Güzel bir kurgu seziyorum, hani bir kayıktasındır dümeni takılmıştır, hep gidersin ama aynı noktaya gelirsin sonunda, yaşamın kendisi gibi...

Gecikmiş alkışlarımla...

(flat party next week :))
No excuses, even blackout !!!!!!

deger dedi ki...

Sevgili Sem,

Kısa zamanda iki Salacak öyküsü....
Salacak ile ilgili bir hatıran mı var, yoksa tesadüf mü ?
Senin öykülerinde öyle bir çekim var ki, insan, sayfayı çevirip devamını okumayı arzu ediyor.

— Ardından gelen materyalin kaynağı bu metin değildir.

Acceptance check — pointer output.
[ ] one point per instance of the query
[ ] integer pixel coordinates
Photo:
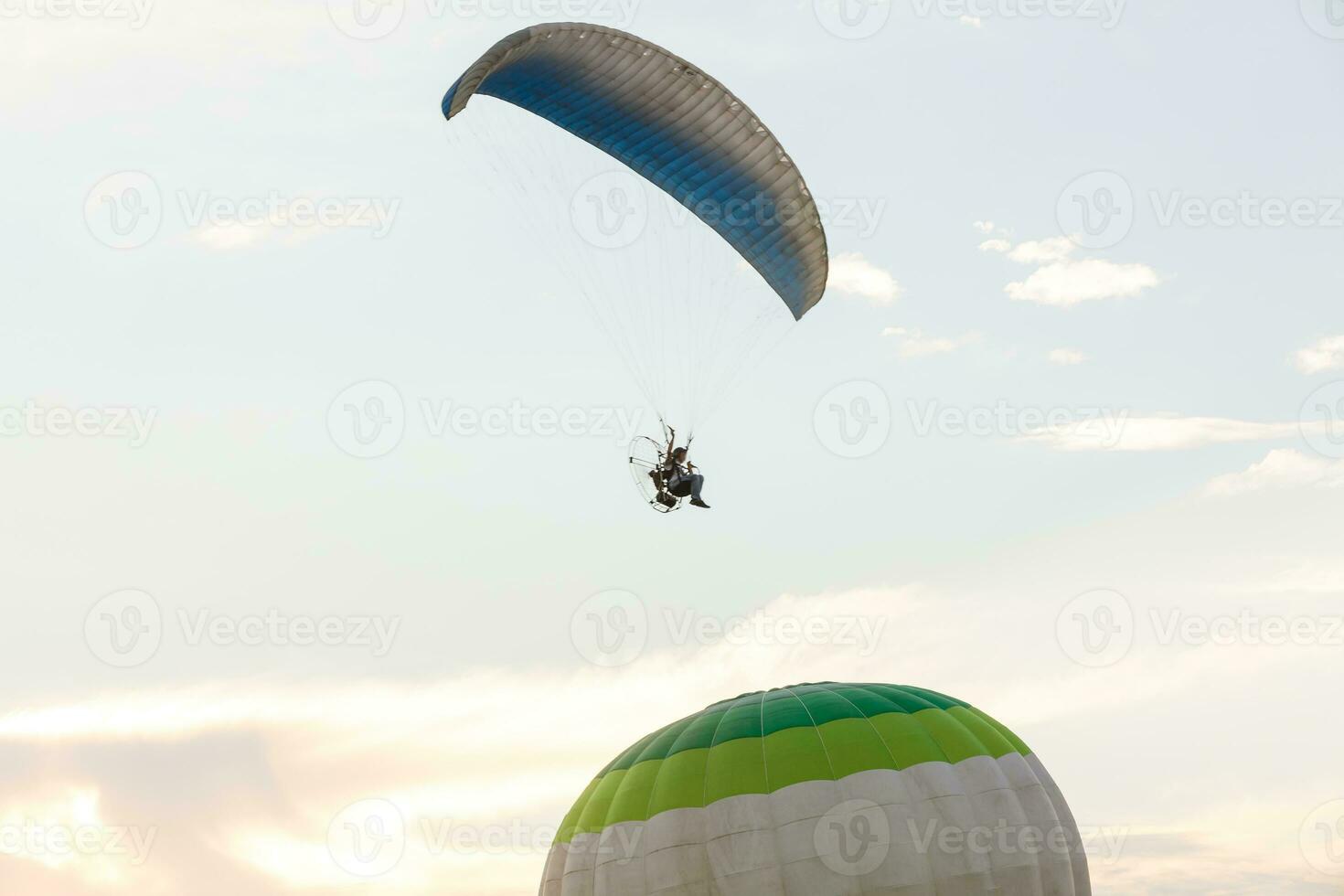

Ben de sevgili Hep'e katılıyorum. Sen torunu göndermeyip, bunun güzel bir ilişki ile devavını yaz bence.)))
İnsanın içini ısıtan bir öykü olmuş, tebrik ve sevgiler.
Degree.

Yasemin dedi ki...

Sevgili Sem,

Ben de Salacak'ı çok severim. Heralde sen de seviyorsun.

Çok huzurlu bir üslubun var ve öykülerin hüzünlü de olsa sevinçli de olsa yine de insan zevkle ve devamını isteyerek okuyor.

Tebrikler ve sevgiler,

Yaseminkoral.

Vladimir dedi ki...

mutluluk veren bir yazı, kısa ve etkili.

Peki ya devamı? var mı yoksa?
:)

Adsız dedi ki...

BU HİKAYENİN DEVAMINI BEKLİYORUM, MUTLAKA BUNUN DEVAMI VAR.
UMARIM YAZARSIN.
İYİ ÇALIŞMALAR

Adsız dedi ki...

SİZ BAKMAYIN ÜSTTE İSİMSİZ YAZDIĞINA ADIM CENGİZ,

BU HİKAYENİN DEVAMINI BEKLİYORUM, MUTLAKA BUNUN DEVAMI VAR.
UMARIM YAZARSIN.
İYİ ÇALIŞMALAR

Adsız dedi ki...

Uzun zamandır yazılarına bakmı yordum. kaldığım son yazıdan başladım okumaya ve bu yazı bittiğinde devamını aradı gözlerim.Kesinlikle arkası yarın tadında bir bitişi var lütfen devamını bekliyoruz.